One of the most important estate planning documents that a person can have is a financial power of attorney. A power of attorney permits one person—called the agent or attorney-in-fact—to make decisions for someone else, called the principal.
Without a power of attorney, no one can make financial decisions for you, not your spouse, not children. No one. While you may own many accounts jointly with your spouse or with a child and that joint form of ownership permits the joint owner to access the account, too, some assets cannot be owned jointly, such as an IRA or 401(k).
And it is questionable whether you should own assets jointly with your children because of the inherent dangers with this form of ownership. For instance, if you own a bank account jointly with your son and your son is sued, then the money in the joint bank account might be attached by your son’s creditors.
I have always told my clients and readers of this column that not only should they have a financial power of attorney, but a power of attorney that is very comprehensive. You want to draft the power of attorney so that your agent can perform any financial act for you that he may have to take.
I frequently meet with the spouse or child of an elderly person who requires long term care, such as care in a nursing home. The spouse is asking me to help him qualify his wife for Medicaid benefits.

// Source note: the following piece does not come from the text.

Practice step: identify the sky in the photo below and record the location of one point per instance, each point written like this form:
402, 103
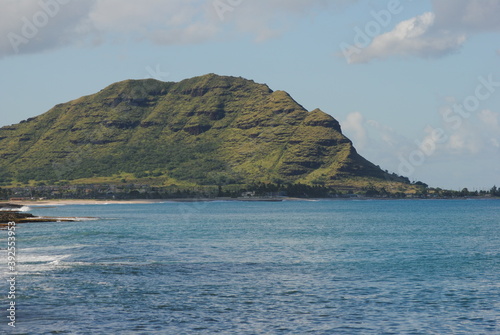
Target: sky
414, 84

Inevitably, the planning that I will recommend to the healthy spouse involves transferring all of the couple’s assets to the healthy spouse’s name alone. With a married couple, most of the assets are owned jointly between the spouses.
Transferring assets from the wife to the husband is a gift of the assets being transferred. A power of attorney document that is not comprehensive will not address gifting of assets. If the power of attorney document doesn’t specifically permit the agent to gift the principal’s assets, then the agent cannot gift the assets. So, if the husband is the wife’s power of attorney agent, then he would not be able to gift the assets titled in his wife’s name to himself using the power of attorney.
Absent an adequate power of attorney document, the only alternative for the husband would be to file for guardianship over his wife. A guardianship action is a court action. The husband would have to obtain the reports of two doctors who opine that his wife cannot handle her affairs. The husband would have to hire a lawyer to file the guardianship action for him. The court would appoint a lawyer for the wife.
In the context of the guardianship, the husband would have to request the court’s permission to gift the wife’s assets to himself as part of the process of qualifying her for Medicaid. The court may or may not honor the husband’s request to gift the assets to himself. The point being that if the wife had signed a power of attorney document giving the husband the authority to gift her assets to himself, none of this would have been required.
The expense of the guardianship—several thousand dollars—could have been avoided. The uncertainty of whether or not the court will permit the husband to gift the assets to himself could have been avoided. Executing a power of attorney document permits you to choose the person who will make decisions for you and the kind of decisions that person can make.
Taking charge of your planning — instead of putting it off or leaving decisions to others — can make all the difference when you need it most. Being proactive gives you more control, clearer direction, and often a lot more peace of mind.